Professional medical billing teams optimize ERA processing by:

  • Configuring payer-specific posting rules
  • Monitoring exception reports daily
  • Resolving unmatched claims quickly
  • Aligning ERA data with contract terms and fee schedules
  • Tracking denial and adjustment trends

This results in:

  • Faster payment posting cycles
  • Reduced administrative overhead
  • Improved cash flow predictability

In high-volume practices, optimized ERA workflows can significantly reduce delays between payment receipt and account reconciliation.

ERA efficiency is not just about technology—it is about process discipline and billing expertise.

Final Thoughts 

ERA is not optional anymore. It is the standard. CMS mandates it. HIPAA requires it. And your competitors are already using it to post payments faster and with fewer staff hours.

If you are still on paper remittances, you are losing money on administrative costs alone. Not to mention the delay in getting paid.

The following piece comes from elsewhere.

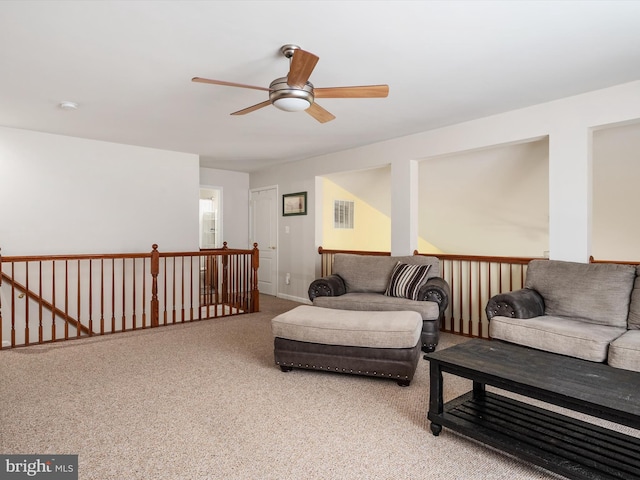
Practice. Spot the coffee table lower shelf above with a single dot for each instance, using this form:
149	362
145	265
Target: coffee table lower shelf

Get enrolled. Set up your posting process. Use the free CMS tools if you need them. And if your payer does not offer ERA, ask them when they will.

The money is out there. ERA just helps you find it faster.

Frequently Asked Questions About ERA

Q: What is ERA in medical billing?

ERA is an electronic 835 transaction that explains insurance payments, adjustments, and denials.

Q: What is the difference between ERA and EFT?

EFT transfers payment, while ERA explains how the payment is applied.

Q: Is ERA required by HIPAA?

Yes, ERA (835 transaction) is part of HIPAA-mandated electronic transactions.

Q: Why is my ERA not posting automatically?

Common reasons include unmatched claims, incorrect mapping, or formatting issues.

Q: What are CARC and RARC codes? 

CARCs explain adjustment reasons, while RARCs provide additional context.